Révélation souvent sensationnelle, la rumeur est aussi une opinion par défaut. Diffuser une rumeur peut être une bonne manière de donner le change quand on n'a rien dire sur un sujet et ne pas perdre la face. La rumeur n'est donc pas exclusivement l'épihenomène de ces grands tourbillons que sont les émeutes, les attentats meurtriers ou les Krach boursiers. Notre quotidien fourmille donc de ces nouvelles où le réel côtoie l'imaginaire. Les attentats du 11 septembre aux États-Unis d'Amérique, le tsunami en Asie ou, plus près de nous, la catastrophe ferroviaire d'Eseka dans le département du Nyong et Kellé, région du Centre démontrent que les événements qui pénètrent dans l'espace public et médiatique sont, très souvent, pour ne pas dire immanquablement, escortés par leur cortège de rumeurs.
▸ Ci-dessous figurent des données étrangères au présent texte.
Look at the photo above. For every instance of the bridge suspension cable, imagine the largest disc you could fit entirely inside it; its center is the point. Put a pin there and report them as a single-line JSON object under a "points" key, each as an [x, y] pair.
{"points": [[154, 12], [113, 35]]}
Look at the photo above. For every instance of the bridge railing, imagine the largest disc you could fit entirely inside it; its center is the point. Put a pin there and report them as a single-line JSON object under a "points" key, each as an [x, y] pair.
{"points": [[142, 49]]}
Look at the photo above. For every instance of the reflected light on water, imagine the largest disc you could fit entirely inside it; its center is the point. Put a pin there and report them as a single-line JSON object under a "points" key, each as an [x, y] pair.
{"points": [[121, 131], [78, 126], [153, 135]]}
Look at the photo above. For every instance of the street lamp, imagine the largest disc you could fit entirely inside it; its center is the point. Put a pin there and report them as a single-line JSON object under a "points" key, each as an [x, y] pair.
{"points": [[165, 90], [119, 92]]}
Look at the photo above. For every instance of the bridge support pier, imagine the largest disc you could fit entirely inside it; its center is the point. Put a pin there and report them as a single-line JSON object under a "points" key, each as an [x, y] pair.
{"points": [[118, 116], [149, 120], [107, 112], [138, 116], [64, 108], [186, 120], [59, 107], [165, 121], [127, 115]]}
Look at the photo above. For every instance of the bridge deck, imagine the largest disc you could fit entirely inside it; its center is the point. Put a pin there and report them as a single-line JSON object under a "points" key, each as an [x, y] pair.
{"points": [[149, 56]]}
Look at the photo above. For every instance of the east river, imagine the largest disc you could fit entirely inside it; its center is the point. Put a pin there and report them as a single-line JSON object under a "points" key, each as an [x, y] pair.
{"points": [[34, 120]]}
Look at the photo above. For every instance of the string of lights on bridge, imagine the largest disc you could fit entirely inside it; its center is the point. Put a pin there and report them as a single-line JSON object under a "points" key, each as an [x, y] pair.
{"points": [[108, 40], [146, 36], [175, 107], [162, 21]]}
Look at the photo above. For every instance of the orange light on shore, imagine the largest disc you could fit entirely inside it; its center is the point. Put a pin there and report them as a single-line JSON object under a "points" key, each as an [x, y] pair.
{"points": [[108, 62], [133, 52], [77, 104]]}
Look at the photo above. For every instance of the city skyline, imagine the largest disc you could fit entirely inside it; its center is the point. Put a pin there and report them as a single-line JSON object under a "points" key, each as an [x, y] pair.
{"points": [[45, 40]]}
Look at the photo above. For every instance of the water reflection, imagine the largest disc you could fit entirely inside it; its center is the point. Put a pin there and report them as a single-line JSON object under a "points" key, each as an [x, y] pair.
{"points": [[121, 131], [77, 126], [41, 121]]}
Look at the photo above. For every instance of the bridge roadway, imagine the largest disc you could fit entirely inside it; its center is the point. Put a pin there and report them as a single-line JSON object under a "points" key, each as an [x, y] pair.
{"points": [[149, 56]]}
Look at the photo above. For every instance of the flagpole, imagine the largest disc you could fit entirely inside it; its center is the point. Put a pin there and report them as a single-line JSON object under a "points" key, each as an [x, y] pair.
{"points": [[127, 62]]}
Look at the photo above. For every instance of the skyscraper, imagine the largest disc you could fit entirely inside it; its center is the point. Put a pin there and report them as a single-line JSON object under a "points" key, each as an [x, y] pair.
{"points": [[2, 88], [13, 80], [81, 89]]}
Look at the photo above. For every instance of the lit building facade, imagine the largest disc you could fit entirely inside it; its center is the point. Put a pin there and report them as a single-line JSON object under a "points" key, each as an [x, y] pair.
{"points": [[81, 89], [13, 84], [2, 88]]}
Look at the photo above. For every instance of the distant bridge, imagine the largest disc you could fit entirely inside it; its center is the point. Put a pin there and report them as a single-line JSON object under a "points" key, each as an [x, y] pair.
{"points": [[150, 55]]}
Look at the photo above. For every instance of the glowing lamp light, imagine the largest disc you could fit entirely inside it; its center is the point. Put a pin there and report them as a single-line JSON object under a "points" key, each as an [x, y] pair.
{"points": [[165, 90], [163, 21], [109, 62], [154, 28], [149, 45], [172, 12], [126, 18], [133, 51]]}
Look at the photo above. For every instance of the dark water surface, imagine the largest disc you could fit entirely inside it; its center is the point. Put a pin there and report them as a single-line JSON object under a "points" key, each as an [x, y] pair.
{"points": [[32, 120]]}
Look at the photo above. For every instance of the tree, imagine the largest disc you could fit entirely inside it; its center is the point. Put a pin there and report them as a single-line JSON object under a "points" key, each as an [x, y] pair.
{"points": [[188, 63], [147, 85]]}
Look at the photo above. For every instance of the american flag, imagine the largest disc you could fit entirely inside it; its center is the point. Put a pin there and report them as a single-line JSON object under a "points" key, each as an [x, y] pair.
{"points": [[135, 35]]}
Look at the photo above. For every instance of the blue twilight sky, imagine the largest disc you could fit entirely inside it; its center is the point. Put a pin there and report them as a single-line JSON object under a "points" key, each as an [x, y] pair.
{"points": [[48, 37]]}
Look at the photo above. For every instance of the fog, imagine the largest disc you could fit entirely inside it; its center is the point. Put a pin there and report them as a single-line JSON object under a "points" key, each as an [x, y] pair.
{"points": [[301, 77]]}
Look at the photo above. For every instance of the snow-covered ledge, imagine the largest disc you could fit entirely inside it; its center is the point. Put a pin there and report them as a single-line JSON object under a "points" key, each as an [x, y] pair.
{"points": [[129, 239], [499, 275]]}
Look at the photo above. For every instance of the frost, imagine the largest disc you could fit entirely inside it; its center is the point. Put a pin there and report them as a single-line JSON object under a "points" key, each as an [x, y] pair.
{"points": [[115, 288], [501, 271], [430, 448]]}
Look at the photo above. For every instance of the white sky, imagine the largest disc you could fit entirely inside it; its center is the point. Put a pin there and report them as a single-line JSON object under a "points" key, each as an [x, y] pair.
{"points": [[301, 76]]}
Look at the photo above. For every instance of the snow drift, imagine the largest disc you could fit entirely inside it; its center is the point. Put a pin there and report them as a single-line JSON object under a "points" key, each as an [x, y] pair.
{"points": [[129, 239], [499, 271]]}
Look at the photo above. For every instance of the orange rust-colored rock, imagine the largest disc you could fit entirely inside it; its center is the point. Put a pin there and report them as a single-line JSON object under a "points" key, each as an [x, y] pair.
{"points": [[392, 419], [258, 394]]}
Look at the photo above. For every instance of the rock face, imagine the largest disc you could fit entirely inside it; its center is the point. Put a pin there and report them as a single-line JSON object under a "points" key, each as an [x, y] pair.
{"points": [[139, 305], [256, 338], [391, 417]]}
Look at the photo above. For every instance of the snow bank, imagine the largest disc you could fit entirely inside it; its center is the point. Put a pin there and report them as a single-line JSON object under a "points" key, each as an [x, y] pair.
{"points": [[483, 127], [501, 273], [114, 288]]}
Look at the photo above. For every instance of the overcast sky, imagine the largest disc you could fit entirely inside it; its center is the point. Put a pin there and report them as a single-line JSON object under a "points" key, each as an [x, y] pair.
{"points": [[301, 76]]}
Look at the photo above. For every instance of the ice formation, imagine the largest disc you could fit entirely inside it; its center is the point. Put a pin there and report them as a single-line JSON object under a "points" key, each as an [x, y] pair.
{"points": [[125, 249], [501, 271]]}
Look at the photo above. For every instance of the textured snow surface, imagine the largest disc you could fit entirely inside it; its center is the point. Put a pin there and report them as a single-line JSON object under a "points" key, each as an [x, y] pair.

Contre-versions des versions officielles, ces rumeurs flottent dans l'opinion publique nationale et internationale, surnagent au conditionnel dans les mass médias et inondent les techno médias, dont les médias sociaux sont le véhicule. Du point de vue sociologique, ce que le langage commun nomme "rumeur" est la diffusion d'une information illégitime au regard des discours conventionnels et des canaux de contrôle de l'information. De facto, les acteurs sociaux, qui veulent échanger des rumeurs, recourent au registre de la connivence et du secret. Voici quelques formules usitées : "puisqu'on est entre nous, je peux vous raconter que...". Les colporteurs de rumeurs font aussi appel à la force anonyme du nombre("Toute la ville sait que...). La rumeur ne pouvant être énoncée publiquement sans des préventions d'usage, le diffuseur emprunte donc les formes d'énonciations propres aux informations clandestines: référence à l'indéfini ("On raconte que...), à l'impersonnel (Il se dit que...") et à l'usage du conditionnel ("Il y aurait, vraisemblablement, un remaniement ministériel le vendredi, 10 février 2023" ou encore "il y aurait eu une reconstitution des faits hier(mardi, 7 février 2023) à l'immeuble Ekang").
Lorsque le propagateur des rumeurs exprime le vœu de marquer une certaine distance avec le récit parce que très peu crédible ou scabreux, il le présente comme une "rumeur", comme des "on dit" ou encore comme des "racontars". Si au contraire, il se l'approprie pleinement et veut lui donner tout crédit, il dit le tenir d'une source très bien informée ou encore il adopte la formule du genre "Je suis en mesure de vous dire, à 23h et 10mn, qu'il est au Sed". Quel que soit l'habillage que choisit l'énonciateur, la rumeur est repérable, voire identifiable par le recours au registre de l'indiscrétion ou de la révélation.